Created attachment 29316 [details] Word document showing incorrect PID_WORDCOUNT=11 I have a Word doc (attached) that has 6 words, plus an embedded PDF document (not sure that's relevant). When I view the word count with Word it correctly says 6. But when I run org.apache.poi.hpsf.extractor.HPSFPropertiesExtractor the word count incorrectly says 11: 1 = 1252 PID_TITLE = PID_SUBJECT = PID_AUTHOR = IBMer PID_KEYWORDS = PID_TEMPLATE = Normal.dot PID_LASTAUTHOR = IBMer PID_REVNUMBER = 3 PID_APPNAME = Microsoft Office Word PID_EDITTIME = Sun Dec 31 19:03:00 EST 1600 PID_CREATE_DTM = Tue Jul 17 07:16:00 EDT 2012 PID_LASTSAVE_DTM = Mon Jul 23 07:21:00 EDT 2012 PID_PAGECOUNT = 1 PID_WORDCOUNT = 11 PID_CHARCOUNT = 55 PID_SECURITY = 0 PID_CODEPAGE = 1252 PID_COMPANY = IBM PID_LINECOUNT = 1 PID_PARCOUNT = 1 17 = 65 23 = 730895 PID_SCALE = false PID_LINKSDIRTY = false 19 = false 22 = false PID_DOCPARTS =
I also have a Word document (unfortunately can't share), which doesn't have an embedded document, that has 3 pages yet POI shows PID_PAGECOUNT=1. Are there known cases where the properties will not be extracted correctly?

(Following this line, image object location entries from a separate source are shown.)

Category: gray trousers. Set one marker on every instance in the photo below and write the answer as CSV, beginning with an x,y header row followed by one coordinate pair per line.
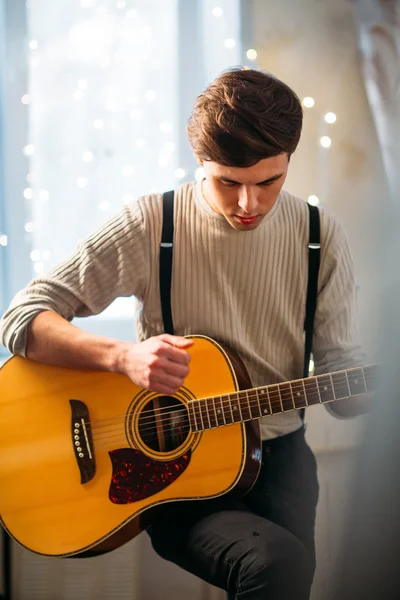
x,y
260,547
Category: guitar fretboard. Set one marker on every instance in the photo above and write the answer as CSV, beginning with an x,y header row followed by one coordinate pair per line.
x,y
252,404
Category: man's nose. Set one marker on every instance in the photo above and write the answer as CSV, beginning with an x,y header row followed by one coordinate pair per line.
x,y
248,200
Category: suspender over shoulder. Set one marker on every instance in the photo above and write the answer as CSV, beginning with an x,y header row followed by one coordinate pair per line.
x,y
314,251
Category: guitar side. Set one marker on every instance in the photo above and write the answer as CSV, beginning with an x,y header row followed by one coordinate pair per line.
x,y
55,503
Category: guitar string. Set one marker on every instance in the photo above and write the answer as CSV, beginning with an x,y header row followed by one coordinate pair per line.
x,y
264,389
244,395
187,428
207,420
227,404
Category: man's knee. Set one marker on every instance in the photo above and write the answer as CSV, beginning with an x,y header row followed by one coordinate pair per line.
x,y
283,567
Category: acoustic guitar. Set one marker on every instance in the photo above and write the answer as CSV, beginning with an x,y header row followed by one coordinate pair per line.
x,y
87,458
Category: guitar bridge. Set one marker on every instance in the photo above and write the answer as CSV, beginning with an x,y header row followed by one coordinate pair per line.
x,y
82,440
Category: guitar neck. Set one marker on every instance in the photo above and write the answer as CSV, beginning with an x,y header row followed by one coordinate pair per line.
x,y
255,403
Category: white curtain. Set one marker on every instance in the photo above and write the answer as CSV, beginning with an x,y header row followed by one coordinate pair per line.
x,y
379,27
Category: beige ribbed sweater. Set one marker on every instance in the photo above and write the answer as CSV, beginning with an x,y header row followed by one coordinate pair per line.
x,y
244,288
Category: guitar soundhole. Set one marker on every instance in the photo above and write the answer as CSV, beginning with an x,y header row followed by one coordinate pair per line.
x,y
164,424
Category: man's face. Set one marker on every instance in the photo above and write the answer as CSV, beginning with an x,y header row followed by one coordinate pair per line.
x,y
244,195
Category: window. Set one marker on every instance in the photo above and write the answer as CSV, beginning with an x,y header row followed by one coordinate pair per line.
x,y
101,95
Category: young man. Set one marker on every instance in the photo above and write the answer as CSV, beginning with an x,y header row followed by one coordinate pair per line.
x,y
240,276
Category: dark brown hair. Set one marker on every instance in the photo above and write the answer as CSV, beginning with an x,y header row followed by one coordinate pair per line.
x,y
244,116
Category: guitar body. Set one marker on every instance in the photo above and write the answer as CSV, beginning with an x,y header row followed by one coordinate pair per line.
x,y
86,457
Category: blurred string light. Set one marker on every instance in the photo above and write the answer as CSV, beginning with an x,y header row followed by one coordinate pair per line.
x,y
325,141
99,63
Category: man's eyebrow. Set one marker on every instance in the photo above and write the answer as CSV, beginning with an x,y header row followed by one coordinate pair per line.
x,y
269,180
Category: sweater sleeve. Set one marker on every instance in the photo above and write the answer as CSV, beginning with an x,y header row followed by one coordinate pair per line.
x,y
110,263
336,343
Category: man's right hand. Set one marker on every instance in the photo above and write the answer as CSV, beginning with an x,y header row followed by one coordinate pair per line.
x,y
159,364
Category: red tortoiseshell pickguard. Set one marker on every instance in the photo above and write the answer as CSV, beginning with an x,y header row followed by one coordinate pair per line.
x,y
136,476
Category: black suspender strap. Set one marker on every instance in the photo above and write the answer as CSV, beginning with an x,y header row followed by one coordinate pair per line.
x,y
314,252
166,249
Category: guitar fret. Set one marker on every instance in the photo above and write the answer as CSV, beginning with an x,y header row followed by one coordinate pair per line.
x,y
280,396
215,413
211,417
341,386
239,405
305,392
192,417
311,387
286,396
325,388
248,404
356,381
365,383
208,414
203,413
222,409
251,404
292,394
197,411
348,385
333,387
230,408
299,394
258,392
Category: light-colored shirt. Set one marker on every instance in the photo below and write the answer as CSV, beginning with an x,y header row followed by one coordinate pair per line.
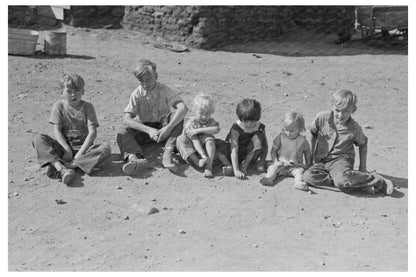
x,y
291,150
74,121
152,106
194,123
334,140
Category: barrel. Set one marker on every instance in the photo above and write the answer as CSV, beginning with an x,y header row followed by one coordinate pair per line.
x,y
55,42
22,41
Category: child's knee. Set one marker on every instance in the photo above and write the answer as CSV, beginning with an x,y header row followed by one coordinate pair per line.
x,y
39,139
341,181
308,176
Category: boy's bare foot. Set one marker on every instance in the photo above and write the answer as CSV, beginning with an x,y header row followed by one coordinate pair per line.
x,y
301,185
370,190
227,170
261,168
167,161
208,173
202,162
244,166
266,181
67,175
135,164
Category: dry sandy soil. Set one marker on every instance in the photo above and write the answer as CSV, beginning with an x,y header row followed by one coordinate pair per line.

PID_EDITTIME and PID_CREATE_DTM also seem to be wrong, at least when I compare this to the Document Properties via Word.
POI will give you exactly what is stored in the file, without any changes. If Word happens to store duff data, there's not a lot me can do about it :(
But what confuses me is when I display the document properties in Word, they are correct. It's as if POI is somehow pulling from a different (stale) set of properties stored in the Word doc or something...
If you load the file in Word, and do a save-as, does that fix what POI sees? How about just opening it in word and doing a save (no save-as)?
First I tried "Save As.." to a new file, and then POI reports PID_WORDCOUNT = 13 (still wrong: should be 6 ... but curious that now it's wrong "differently" (13 vs 11 before)). Then I tried "Save" and then POI also reports PID_WORDCOUNT = 13 (still wrong). I made another change (add space then remove it), saved again, and POI still says PID_WORDCOUNT = 13.